This summer marks the 11th year of North Carolina Community Development Initiative’s comprehensive Summer Youth Leadership program. The Initiative launched the program to fill a void—providing meaningful youth leadership development programming that didn’t come with a four-figure price tag. Today, the program has reached more than 270 rising high school seniors from 47 counties, 20 of which are among the state’s most economically distressed.
Victor Soto Castro is just one of the 274 students who have participated in the program. Victor applied for the 2017 Summer Youth Leadership program as a junior at JD Clement Early College High School, a time in his life that he describes as having no sight of the future. Now, one year later, Victor is preparing to attend Tufts University as a first-year student, having earned a full-tuition scholarship as a result of his academic merit.
The 2018 class of youth leaders includes 22 students from across the state, giving the future leaders the opportunity to work alongside people who are not like them, bringing together youth of different races and ethnicities, social economic statuses, and geographic backgrounds. Leonzo Williams, a rising senior at Northern High School in Durham and member of the 2018 cohort, notes the unique opportunity to work with students who are not just like him, “at school, and later in work, I’ll need to work alongside a group of people who have mindsets and backgrounds that are not like mine. The Youth Leadership program will prepare me for this.”
Leonzo and his fellow youth leaders will be the first to participate in a new design challenge aspect of the program: In addition to attending leadership sessions and participating in peer mentoring, students are working in teams to create a fictitious nonprofit, assigning themselves leadership positions, creating marketing plans, developing boards, and working through other organizational development issues. Each team will develop a set of criteria for evaluating nonprofits’ organizational effectiveness, evaluate existing nonprofits, and, thanks to generous corporate support, select a nonprofit to receive a $250 award in recognition of its success.
Tara Kenchen, President and CEO of the Initiative, sees the program as a critical opportunity for young people to grow and learn over the course of the summer, “Each year we are increasingly impressed by the students’ growth over the course of the summer, and by their ability to use this experience to address challenges they see in their communities.”

Mark Colebrook, a parent of a 2018 participant, agrees and has been particularly impressed with the program leaders’ energy and deft handling of complicated topics. A discussion on structural racism and its impact on community economic development has really stuck with his daughter, “The presenters’ skillful presentation of those topics will enable these 17-year-olds to enter the adult world with their eyes wide open, ready to make a difference in their communities.”
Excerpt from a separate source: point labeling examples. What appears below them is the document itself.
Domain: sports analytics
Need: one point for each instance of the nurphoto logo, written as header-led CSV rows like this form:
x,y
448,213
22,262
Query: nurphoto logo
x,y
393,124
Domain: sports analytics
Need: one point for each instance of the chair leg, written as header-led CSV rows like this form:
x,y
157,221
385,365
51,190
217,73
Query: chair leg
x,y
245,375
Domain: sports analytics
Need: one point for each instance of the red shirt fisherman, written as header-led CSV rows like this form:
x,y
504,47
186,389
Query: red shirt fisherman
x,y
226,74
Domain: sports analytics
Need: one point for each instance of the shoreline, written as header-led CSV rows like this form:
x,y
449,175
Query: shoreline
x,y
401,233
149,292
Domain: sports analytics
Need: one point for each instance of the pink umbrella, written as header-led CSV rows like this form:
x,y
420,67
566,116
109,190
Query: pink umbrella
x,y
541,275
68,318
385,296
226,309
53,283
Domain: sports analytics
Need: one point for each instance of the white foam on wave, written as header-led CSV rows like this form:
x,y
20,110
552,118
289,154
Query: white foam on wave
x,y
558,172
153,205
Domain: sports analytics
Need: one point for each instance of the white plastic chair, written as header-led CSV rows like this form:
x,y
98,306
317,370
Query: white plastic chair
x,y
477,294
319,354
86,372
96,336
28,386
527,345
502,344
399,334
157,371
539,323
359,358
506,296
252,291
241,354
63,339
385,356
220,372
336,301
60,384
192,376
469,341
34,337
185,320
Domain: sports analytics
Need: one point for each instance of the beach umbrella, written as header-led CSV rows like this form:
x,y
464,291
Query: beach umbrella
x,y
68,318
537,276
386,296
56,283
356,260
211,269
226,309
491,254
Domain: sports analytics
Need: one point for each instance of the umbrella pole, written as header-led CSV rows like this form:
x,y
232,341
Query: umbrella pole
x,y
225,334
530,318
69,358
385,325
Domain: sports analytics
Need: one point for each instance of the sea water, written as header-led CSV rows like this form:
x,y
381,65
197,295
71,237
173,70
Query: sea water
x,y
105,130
Colebrook also noted the importance of the Summer Youth Leadership program’s parent workshops, “For me, it’s helpful to sit and talk with parents that are going through similar stages with their children. We all have the same goals and fears. Being in the parent workshop and really taking the time to learn about community economic development and what can we expect for our kids was enlightening for me. I wonder, how can I become more involved in the work?”
By engaging and supporting these young people and their parents, the Initiative is engaging and supporting North Carolina’s pipeline of leaders who are committed to building upon our communities’ assets and working towards economic opportunity for all.